Penulis: Sri Surya
Pengurus Besar Muaythai Indonesia (PBMI) menegaskan bahwa ASMUTRI tidak diperkenankan menggelar pertandingan muaythai tanpa rekomendasi resmi dari organisasi induk yang sah.
Penegasan tersebut disampaikan untuk menjaga tata kelola olahraga muaythai tetap berjalan sesuai aturan organisasi dan ketentuan hukum yang berlaku di Indonesia.
Hal itu disampaikan oleh Ketua Umum Pengurus Besar Muaythai Indonesia (PBMI) adalah AA LaNyalla Mahmud Mattalitti.
La Nyalla menyebut, setiap kegiatan yang menggunakan nama maupun atribut muaythai wajib terlebih dahulu mendapatkan persetujuan resmi.
“Jika penyelenggaraan dilakukan tanpa rekomendasi, maka pihak pelaksana berpotensi menghadapi sanksi hukum,” ujar La Nyalla.
PBMI juga mengingatkan bahwa persoalan ini bukan hanya berkaitan dengan administrasi organisasi, tetapi dapat berkembang ke ranah pidana apabila ditemukan pelanggaran dalam pelaksanaannya.

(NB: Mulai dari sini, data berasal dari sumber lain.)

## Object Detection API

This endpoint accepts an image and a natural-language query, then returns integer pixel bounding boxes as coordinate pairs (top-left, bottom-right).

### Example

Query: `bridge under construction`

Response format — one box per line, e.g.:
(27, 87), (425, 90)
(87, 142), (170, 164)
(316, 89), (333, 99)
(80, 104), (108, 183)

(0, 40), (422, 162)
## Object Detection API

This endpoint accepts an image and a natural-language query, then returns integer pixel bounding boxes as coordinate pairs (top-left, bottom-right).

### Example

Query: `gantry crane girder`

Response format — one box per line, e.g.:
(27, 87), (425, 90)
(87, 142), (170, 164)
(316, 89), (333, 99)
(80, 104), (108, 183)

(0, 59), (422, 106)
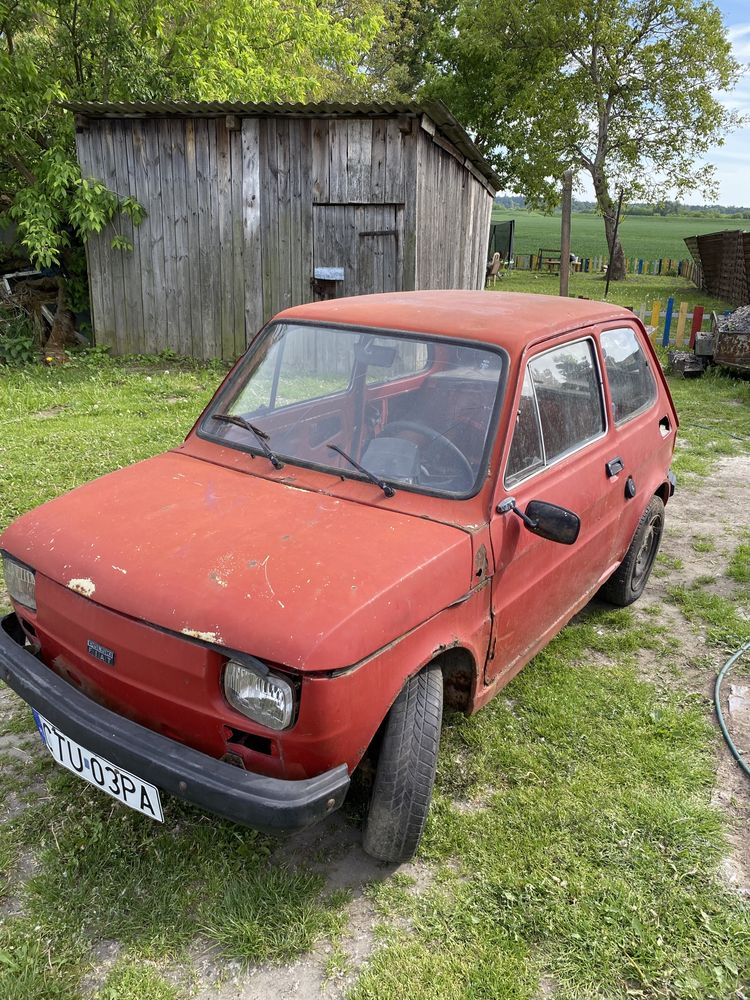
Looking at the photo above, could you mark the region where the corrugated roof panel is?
[63,101,501,191]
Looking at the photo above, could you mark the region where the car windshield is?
[201,323,505,497]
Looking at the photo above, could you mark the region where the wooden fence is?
[512,253,701,285]
[630,298,729,349]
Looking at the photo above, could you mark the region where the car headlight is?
[224,660,294,729]
[3,552,36,611]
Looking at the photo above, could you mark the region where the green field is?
[492,206,743,260]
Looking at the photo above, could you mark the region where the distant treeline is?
[495,194,750,219]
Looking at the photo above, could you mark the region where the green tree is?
[0,0,381,266]
[425,0,740,279]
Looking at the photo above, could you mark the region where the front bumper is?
[0,614,349,833]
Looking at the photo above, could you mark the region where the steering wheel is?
[381,420,475,490]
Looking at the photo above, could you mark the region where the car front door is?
[599,324,676,562]
[486,333,619,682]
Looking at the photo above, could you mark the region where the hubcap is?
[632,514,661,590]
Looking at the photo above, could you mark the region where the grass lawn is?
[492,205,750,260]
[0,350,750,1000]
[489,271,733,314]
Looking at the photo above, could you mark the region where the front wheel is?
[600,496,664,608]
[363,666,443,862]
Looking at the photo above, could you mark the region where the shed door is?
[313,205,403,298]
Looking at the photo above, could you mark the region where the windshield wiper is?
[328,444,396,497]
[211,413,284,469]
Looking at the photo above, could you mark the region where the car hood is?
[0,452,472,670]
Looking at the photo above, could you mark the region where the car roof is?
[276,291,633,353]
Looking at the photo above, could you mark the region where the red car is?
[0,292,677,861]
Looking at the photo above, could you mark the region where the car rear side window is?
[505,369,544,483]
[505,339,605,486]
[601,327,656,424]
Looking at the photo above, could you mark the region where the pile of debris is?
[669,305,750,378]
[716,306,750,334]
[0,270,79,363]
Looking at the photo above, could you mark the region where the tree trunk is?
[44,278,75,364]
[591,167,625,281]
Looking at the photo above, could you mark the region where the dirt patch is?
[633,455,750,896]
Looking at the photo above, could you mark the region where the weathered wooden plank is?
[242,118,264,344]
[215,124,234,361]
[229,130,245,357]
[260,119,279,321]
[310,119,331,202]
[393,205,404,292]
[345,118,372,204]
[118,122,146,354]
[383,118,406,203]
[195,118,217,359]
[184,118,203,358]
[328,119,349,205]
[76,129,106,343]
[369,118,387,202]
[99,121,130,354]
[157,121,179,353]
[288,119,309,306]
[296,118,314,302]
[274,118,292,309]
[402,122,420,290]
[169,118,193,357]
[204,118,224,358]
[143,119,169,353]
[130,120,156,354]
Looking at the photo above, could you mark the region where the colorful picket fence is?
[630,298,728,350]
[513,253,700,284]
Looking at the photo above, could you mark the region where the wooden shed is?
[68,102,499,359]
[685,229,750,306]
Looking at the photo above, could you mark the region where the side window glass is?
[361,337,428,385]
[505,370,544,486]
[273,327,355,410]
[529,340,604,463]
[601,328,656,424]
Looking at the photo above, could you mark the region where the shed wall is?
[416,131,493,289]
[77,116,492,360]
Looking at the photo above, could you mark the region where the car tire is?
[599,496,664,608]
[363,666,443,862]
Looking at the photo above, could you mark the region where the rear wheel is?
[363,666,443,861]
[600,496,664,608]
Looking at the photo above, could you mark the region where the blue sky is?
[708,0,750,205]
[577,0,750,206]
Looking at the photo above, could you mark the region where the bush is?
[0,309,39,367]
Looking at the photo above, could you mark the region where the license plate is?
[34,712,164,823]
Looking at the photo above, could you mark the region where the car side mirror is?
[497,497,581,545]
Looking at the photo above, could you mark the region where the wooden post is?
[688,306,703,351]
[676,299,687,350]
[661,297,674,347]
[651,299,661,329]
[560,170,573,296]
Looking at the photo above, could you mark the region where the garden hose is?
[714,642,750,778]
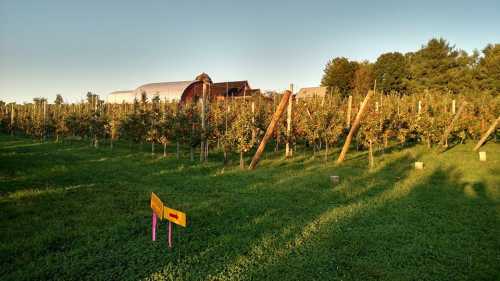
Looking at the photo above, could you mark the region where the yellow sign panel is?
[151,192,164,220]
[163,206,186,227]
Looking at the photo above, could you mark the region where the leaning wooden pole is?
[474,116,500,151]
[441,101,467,147]
[248,91,292,170]
[285,84,293,158]
[337,91,374,164]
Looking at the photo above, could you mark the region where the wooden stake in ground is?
[285,84,293,158]
[441,101,467,147]
[200,83,208,162]
[337,91,374,164]
[248,91,292,170]
[474,116,500,151]
[346,96,352,128]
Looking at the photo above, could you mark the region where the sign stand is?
[151,193,186,249]
[168,221,173,249]
[151,212,157,241]
[151,212,157,241]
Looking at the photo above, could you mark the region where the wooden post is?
[337,91,374,164]
[200,83,208,162]
[42,100,47,141]
[285,84,293,158]
[441,101,467,147]
[248,91,292,170]
[346,96,352,128]
[10,103,14,135]
[252,100,257,143]
[474,116,500,151]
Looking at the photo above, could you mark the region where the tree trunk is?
[325,141,328,162]
[441,101,467,147]
[474,116,500,151]
[248,91,292,170]
[368,141,373,169]
[240,151,245,170]
[337,91,374,164]
[175,141,180,160]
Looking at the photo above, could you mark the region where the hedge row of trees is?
[0,91,500,167]
[321,39,500,96]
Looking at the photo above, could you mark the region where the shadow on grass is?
[240,168,500,280]
[0,134,491,280]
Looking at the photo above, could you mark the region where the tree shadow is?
[241,168,500,280]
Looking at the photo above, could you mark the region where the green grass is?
[0,135,500,280]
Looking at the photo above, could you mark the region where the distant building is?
[107,73,259,103]
[295,87,327,99]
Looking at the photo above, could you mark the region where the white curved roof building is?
[107,80,203,103]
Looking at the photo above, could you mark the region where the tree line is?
[321,38,500,96]
[0,90,500,168]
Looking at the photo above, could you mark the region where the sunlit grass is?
[0,136,500,280]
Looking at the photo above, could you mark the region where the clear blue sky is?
[0,0,500,102]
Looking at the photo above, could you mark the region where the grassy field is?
[0,135,500,281]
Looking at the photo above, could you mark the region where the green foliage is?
[0,135,500,281]
[479,44,500,94]
[321,57,358,96]
[373,52,408,93]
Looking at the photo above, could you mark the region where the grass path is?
[0,135,500,280]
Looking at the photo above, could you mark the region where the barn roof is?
[134,80,201,101]
[106,90,135,103]
[296,87,327,99]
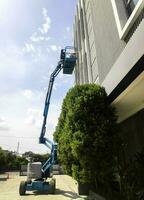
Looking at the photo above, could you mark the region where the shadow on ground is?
[55,189,80,199]
[25,189,80,199]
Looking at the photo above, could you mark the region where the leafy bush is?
[54,84,121,197]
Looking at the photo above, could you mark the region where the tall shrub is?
[54,84,120,197]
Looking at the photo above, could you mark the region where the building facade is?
[74,0,144,158]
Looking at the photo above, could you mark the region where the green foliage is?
[54,84,121,197]
[0,148,27,171]
[121,148,144,200]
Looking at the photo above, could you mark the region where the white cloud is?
[23,43,36,53]
[22,90,33,99]
[25,108,42,127]
[39,8,51,34]
[50,45,58,51]
[66,26,70,32]
[0,117,10,131]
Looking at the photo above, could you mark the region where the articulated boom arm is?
[39,61,63,178]
[39,61,62,144]
[39,46,76,178]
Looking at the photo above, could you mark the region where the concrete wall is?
[91,0,126,84]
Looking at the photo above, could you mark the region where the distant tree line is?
[0,147,49,172]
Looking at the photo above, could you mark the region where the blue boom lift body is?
[19,46,76,195]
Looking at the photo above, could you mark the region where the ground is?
[0,173,84,200]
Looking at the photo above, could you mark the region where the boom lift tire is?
[19,181,26,196]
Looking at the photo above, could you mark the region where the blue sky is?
[0,0,76,153]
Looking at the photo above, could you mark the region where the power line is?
[0,135,38,140]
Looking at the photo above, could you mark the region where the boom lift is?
[19,46,76,195]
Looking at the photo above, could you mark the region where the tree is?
[54,84,121,197]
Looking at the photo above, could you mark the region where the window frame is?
[111,0,144,40]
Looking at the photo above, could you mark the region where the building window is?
[111,0,144,39]
[124,0,138,17]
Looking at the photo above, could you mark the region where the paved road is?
[0,173,81,200]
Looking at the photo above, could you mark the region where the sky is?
[0,0,76,153]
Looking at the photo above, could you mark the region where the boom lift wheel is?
[19,181,26,196]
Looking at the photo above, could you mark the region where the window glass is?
[124,0,139,17]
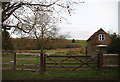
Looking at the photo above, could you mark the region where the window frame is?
[98,34,105,41]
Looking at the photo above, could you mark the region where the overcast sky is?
[59,0,119,40]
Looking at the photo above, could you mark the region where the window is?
[98,34,105,41]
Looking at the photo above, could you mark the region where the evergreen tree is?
[2,29,13,50]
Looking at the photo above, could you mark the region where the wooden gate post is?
[118,53,120,81]
[98,48,103,71]
[14,52,16,70]
[40,52,45,73]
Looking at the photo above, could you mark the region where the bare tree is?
[2,0,83,33]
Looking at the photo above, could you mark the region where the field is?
[2,49,118,80]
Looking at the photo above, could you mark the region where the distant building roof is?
[87,28,107,41]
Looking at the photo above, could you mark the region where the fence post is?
[14,52,16,70]
[118,53,120,81]
[40,52,45,73]
[98,48,103,71]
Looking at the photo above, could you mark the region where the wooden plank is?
[45,55,91,58]
[17,64,39,66]
[46,59,97,62]
[103,65,118,67]
[2,63,13,64]
[46,63,97,65]
[16,58,40,60]
[46,65,97,68]
[2,58,13,60]
[103,54,118,56]
[47,69,96,71]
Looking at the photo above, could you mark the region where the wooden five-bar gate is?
[3,53,117,72]
[44,56,98,71]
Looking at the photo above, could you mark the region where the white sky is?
[59,0,119,40]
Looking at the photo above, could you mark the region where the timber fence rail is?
[2,52,118,72]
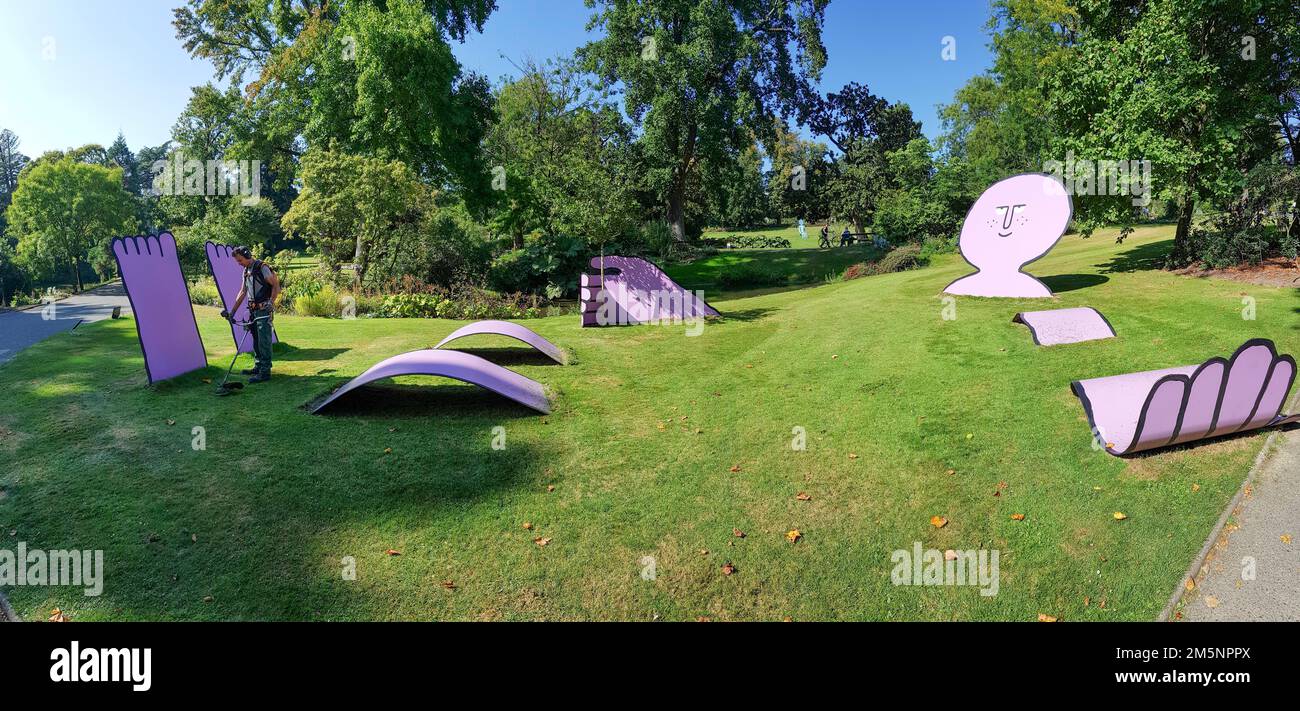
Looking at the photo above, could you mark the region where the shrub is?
[190,277,221,308]
[702,234,790,250]
[294,285,343,318]
[718,261,790,289]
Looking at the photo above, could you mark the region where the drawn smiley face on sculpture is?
[944,173,1073,298]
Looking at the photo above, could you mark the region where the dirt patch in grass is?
[1175,256,1300,286]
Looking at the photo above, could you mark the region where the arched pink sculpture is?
[312,348,551,415]
[434,320,566,365]
[1071,338,1300,455]
[203,242,280,354]
[581,256,719,326]
[944,173,1074,299]
[111,233,208,383]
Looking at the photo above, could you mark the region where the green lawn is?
[0,227,1300,620]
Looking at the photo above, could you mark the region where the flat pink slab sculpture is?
[203,242,280,354]
[1011,307,1115,346]
[581,256,720,326]
[112,233,208,383]
[434,320,566,365]
[944,173,1074,299]
[312,348,551,415]
[1071,338,1300,455]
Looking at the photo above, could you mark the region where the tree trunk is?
[668,186,686,242]
[1169,198,1196,268]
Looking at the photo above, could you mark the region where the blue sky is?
[0,0,991,156]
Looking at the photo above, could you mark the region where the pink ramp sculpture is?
[203,242,280,354]
[1011,307,1115,346]
[434,320,566,365]
[944,173,1074,299]
[581,256,719,328]
[112,233,208,383]
[312,348,551,415]
[1071,338,1300,455]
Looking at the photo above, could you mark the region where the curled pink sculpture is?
[434,320,566,365]
[203,242,280,354]
[581,256,719,326]
[944,173,1074,299]
[312,348,551,415]
[1011,307,1115,346]
[112,233,208,383]
[1071,338,1300,455]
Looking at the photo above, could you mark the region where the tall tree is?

Selain menjaga legalitas kegiatan, rekomendasi resmi dinilai penting untuk menjamin keamanan atlet, kualitas pertandingan, hingga kepastian regulasi dalam sebuah event olahraga.
Karena itu, PBMI meminta seluruh komunitas, promotor, maupun penyelenggara pertandingan agar mengikuti mekanisme organisasi sebelum mengadakan kejuaraan atau event muaythai.
“Tidak boleh ada kegiatan pertandingan tanpa rekomendasi resmi. Jika tetap dilaksanakan, tentu ada konsekuensi hukum yang bisa dikenakan,” tegas La Nyalla.
Terkait hal itu, Ketua Muaythai Indonesia Provinsi Sulawesi Utara Gladis Mangundap menegaskan, pihaknya siap melaksanakan instruksi pimpinan.
“Kita semua satu komando. Apa perintah DPP, kita laksanakan. Ketegasan yang ditunjukkan Ketum La Nyalla adalah bukti keseriusan DPP untuk menjadikan muaythai ini terus bertumbuh dan berkarya hingga menghasilkan prestasi yang membanggakan bagi Indonesia,” kata Gladis.